Татьяна Полякова

Весенняя коллекция детектива


Скачать книгу

Немного осталось! Ну!

      И когда он сказал «ну!», она вдохнула, выдохнула, еще раз рывком подтянулась и перевалилась на крышу. Крыша была ледяная и скользкая, должно быть, очень опасная, но такая замечательная, такая надежная, такая твердая – никакой шатающейся хлипкой пластмассы под ногами!..

      Олимпиада немного перевела дух, свесила голову в черную дыру, из которой несло теплом, и сказала:

      – Я здесь. На крыше. Я тебя жду.

      Ответа не последовало.

      Раздался какой-то отдаленный шум, дребезг и скрип – слон ломился через посудную лавку.

      Лежа на животе, Олимпиада посмотрела на небо.

      Оно было высоким, подсвеченным снизу электрическими всполохами большого города, и облака летели далеко-далеко, почти прозрачные и, кажется, очень холодные. Голубые звезды мигали над задранным неровным листом, который Олимпиада отогнула своим топором. Если бы она знала, что это такой новый, широкий, плотный лист, она никогда в жизни его бы не отогнула.

      Хорошо, что не знала.

      Тут вдруг из дыры показались голова и плечи Добровольского.

      – Это я, – сказала голова. – Отползи подальше.

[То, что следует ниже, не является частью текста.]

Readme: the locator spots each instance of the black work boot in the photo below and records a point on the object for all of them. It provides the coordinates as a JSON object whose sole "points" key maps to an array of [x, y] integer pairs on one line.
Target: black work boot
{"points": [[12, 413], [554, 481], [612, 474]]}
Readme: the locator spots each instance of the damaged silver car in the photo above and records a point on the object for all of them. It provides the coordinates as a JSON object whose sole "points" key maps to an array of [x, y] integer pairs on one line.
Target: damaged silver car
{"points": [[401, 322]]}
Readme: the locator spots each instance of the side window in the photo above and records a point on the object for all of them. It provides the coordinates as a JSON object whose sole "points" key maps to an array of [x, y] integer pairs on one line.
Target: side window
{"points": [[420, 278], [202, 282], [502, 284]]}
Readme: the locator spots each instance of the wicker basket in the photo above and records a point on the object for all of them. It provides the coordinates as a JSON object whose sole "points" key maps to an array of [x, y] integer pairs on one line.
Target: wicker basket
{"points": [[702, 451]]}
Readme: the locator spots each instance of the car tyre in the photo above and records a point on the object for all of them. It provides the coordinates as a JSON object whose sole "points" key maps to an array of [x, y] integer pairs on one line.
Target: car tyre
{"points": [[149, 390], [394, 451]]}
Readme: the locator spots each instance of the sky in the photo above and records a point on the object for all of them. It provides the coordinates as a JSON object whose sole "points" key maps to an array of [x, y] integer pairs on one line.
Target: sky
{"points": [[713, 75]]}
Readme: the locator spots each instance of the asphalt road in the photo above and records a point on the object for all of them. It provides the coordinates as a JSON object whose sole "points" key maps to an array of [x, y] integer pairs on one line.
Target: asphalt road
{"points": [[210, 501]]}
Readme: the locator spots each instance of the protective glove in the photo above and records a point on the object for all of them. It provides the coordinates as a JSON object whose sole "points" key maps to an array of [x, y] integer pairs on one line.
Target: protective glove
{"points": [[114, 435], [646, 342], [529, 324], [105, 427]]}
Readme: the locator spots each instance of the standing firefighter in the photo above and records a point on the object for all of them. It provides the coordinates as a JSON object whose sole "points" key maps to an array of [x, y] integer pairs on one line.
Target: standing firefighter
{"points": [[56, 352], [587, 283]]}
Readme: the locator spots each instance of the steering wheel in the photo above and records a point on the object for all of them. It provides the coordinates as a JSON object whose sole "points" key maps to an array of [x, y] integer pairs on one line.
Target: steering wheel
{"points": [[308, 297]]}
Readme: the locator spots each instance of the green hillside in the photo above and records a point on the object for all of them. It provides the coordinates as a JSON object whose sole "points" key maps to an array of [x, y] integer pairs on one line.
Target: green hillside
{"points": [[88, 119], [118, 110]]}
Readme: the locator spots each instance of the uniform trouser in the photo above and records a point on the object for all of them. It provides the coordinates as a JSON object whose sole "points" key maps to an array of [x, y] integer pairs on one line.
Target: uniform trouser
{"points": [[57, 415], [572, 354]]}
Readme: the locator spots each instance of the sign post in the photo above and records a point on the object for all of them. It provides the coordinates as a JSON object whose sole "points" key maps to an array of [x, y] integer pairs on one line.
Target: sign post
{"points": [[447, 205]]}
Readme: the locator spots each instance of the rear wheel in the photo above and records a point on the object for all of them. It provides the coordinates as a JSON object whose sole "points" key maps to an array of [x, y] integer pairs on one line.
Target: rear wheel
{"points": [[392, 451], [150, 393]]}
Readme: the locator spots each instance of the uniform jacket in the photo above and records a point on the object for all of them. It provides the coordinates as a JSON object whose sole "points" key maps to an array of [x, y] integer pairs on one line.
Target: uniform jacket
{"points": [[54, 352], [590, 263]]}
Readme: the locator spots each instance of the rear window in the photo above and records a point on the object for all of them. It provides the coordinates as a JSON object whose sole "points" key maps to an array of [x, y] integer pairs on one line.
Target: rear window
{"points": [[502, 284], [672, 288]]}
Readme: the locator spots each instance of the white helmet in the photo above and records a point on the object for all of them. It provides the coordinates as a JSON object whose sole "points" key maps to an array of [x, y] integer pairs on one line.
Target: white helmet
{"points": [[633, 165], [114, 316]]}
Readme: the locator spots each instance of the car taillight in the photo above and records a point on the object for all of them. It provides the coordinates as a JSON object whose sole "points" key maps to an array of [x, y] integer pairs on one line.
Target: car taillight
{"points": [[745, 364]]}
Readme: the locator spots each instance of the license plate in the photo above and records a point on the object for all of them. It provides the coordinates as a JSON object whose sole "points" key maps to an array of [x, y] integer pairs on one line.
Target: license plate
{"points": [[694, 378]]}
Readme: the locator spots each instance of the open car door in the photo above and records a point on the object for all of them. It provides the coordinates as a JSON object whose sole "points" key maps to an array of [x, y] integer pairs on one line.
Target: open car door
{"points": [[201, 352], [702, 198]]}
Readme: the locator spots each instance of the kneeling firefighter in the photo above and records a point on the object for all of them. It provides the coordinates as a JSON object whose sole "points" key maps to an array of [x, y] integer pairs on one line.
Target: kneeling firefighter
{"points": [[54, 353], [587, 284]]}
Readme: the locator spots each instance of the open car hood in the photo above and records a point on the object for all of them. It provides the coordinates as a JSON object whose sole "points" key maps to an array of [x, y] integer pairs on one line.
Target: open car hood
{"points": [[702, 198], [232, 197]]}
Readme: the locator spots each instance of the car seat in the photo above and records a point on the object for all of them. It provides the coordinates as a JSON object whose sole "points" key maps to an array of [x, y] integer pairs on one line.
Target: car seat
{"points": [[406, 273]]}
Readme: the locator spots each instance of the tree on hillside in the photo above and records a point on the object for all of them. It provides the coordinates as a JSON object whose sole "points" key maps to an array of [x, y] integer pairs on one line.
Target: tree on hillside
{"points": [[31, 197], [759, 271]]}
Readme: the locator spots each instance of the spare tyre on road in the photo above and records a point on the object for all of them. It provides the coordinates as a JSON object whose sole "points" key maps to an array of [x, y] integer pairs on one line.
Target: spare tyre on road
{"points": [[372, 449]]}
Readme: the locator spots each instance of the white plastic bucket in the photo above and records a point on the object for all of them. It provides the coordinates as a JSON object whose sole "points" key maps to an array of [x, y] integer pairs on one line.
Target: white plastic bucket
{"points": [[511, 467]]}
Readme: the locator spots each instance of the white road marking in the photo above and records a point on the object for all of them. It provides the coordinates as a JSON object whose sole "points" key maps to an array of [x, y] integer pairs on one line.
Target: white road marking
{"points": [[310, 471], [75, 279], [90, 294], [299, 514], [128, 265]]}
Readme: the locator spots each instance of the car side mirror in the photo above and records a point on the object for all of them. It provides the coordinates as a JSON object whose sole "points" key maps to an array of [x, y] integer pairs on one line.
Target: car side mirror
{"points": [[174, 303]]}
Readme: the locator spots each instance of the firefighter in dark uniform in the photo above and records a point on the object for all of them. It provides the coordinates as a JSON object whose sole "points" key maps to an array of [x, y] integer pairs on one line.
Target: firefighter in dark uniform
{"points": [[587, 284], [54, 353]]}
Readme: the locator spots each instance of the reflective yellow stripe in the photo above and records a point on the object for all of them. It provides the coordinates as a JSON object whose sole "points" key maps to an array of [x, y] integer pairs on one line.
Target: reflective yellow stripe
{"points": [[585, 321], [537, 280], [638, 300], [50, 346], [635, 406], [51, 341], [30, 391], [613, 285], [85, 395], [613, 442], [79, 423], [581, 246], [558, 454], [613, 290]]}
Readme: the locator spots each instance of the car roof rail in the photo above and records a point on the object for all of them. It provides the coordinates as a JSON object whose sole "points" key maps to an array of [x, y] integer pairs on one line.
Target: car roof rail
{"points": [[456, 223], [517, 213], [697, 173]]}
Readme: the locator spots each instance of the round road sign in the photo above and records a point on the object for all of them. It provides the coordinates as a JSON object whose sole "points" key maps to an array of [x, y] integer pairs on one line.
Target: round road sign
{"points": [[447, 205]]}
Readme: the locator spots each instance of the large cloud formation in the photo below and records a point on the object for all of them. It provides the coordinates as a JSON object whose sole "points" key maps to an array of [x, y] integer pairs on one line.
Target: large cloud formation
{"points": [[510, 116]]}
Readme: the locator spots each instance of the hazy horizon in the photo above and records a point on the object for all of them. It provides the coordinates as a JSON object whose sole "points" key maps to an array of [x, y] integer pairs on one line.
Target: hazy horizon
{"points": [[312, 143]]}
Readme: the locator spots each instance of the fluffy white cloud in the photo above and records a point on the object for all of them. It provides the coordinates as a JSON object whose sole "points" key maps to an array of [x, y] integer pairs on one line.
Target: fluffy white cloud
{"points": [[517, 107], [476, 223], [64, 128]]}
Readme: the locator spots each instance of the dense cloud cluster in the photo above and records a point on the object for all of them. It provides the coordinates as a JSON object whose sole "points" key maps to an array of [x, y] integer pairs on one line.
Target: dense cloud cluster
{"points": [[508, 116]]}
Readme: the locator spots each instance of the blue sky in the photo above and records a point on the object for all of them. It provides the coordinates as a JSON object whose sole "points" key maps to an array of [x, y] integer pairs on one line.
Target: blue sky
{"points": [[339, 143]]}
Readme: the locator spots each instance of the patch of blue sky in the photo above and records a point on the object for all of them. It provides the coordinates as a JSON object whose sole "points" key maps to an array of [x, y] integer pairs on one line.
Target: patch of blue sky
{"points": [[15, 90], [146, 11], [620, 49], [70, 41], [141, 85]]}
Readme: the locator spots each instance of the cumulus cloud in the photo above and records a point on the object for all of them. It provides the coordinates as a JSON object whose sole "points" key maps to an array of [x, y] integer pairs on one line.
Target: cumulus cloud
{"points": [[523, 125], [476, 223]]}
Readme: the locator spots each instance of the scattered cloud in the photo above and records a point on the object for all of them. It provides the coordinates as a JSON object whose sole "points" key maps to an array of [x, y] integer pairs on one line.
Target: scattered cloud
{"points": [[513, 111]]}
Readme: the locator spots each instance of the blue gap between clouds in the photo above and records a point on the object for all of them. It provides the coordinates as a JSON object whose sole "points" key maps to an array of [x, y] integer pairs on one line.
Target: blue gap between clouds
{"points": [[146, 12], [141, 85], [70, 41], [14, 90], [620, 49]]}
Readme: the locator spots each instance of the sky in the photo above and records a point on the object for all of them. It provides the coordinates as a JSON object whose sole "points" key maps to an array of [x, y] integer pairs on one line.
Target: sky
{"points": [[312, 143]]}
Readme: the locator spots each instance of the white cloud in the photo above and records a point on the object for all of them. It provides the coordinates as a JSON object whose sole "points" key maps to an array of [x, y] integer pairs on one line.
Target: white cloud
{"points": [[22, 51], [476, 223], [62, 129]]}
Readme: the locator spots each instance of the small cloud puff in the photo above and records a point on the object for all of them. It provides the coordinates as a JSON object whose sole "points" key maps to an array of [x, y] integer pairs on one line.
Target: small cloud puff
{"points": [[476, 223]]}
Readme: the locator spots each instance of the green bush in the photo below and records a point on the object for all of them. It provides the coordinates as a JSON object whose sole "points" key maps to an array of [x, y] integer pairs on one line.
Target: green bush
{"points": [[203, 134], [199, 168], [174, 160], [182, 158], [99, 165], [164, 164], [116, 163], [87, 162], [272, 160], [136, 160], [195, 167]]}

      На локтях и коленях Олимпиада, как жук-навозник с обложки последней книжки Михаила Морокина, подалась назад. Из дыры вылетела сумочка, похожая на косметичку. Добровольский на миг скрылся из виду, рывком подтянулся, перевалился через край, и вот он уже рядом с Олимпиадой. Внизу, в черной дыре, со звуком горного обвала рухнула пирамида, которую они соорудили, гул прошел по всему дому.

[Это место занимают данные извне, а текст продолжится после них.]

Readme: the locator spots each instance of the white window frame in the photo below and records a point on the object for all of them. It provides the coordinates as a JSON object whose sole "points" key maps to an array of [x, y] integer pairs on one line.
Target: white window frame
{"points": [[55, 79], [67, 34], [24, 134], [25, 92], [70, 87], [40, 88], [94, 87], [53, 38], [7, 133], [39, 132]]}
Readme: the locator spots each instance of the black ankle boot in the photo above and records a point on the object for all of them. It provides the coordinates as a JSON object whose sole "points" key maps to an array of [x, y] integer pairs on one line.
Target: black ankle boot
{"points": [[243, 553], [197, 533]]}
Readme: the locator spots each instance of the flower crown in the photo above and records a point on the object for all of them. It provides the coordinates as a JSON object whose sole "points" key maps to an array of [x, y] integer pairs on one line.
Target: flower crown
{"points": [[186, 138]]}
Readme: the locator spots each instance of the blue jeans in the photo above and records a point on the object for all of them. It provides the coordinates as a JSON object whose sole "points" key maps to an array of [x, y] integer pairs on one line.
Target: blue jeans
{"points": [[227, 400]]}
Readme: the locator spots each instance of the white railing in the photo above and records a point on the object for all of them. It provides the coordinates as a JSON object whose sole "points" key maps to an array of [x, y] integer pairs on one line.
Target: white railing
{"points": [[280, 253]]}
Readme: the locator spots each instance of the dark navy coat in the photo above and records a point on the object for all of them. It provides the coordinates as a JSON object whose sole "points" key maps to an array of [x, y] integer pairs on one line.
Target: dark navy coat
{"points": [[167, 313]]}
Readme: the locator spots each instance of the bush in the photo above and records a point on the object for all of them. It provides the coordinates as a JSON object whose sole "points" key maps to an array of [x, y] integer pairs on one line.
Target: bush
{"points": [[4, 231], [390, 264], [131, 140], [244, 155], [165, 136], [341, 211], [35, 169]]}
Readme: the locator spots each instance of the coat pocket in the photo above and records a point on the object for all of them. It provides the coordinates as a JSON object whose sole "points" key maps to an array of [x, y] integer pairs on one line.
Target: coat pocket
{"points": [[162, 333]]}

      Добровольский перевернулся на спину и некоторое время подышал открытым ртом. Грудь у него ходила ходуном.

      Откинутой в сторону рукой он загреб немного снега и вытер им лицо.

      – Не простудись, – предупредил жук-навозник по имени Олимпиада.

      Добровольский приподнял голову, посмотрел на нее, фыркнул и ничего не сказал. Они еще полежали.

      – Поднимайся. Можешь?

      Олимпиада помотала головой. Не может она подняться, конечно, не может! Она только что добралась до этой спасительной крыши, сокрушив железо и вообще все преграды, а он говорит – поднимайся!

      Он встал на колени, нашарил ее руку и сильно потянул. Олимпиада немного проехалась на животе.

      Ей внезапно стало очень холодно, должно быть, потому, что ветер дул, а свитерок на животе у нее был весь мокрый.

      – А как мы будем спускаться? – вдруг вспомнила она. – Через чердак не получится, дверь-то на замке.

      Добровольский и сам знал, что дверь на замке.

      Ветер взметал языки снега, швырял их в лицо, приходилось зажмуриваться и мотать головой, чтобы он не попадал в глаза. Неровный железный язык ходил ходуном, качался и гудел, когда ветер налегал особенно сильно.

      Добровольский встал и старательно отогнул вниз задранный жестяной край и еще немного примял его ботинком.

      Таща Олимпиаду за руку – ей все-таки пришлось подняться, – он дошел до чердачного скворечника и велел ей сесть под стену. Она села. Здесь не так дуло и было намного теплее, или это из-за деревянных брусьев скворечника так казалось?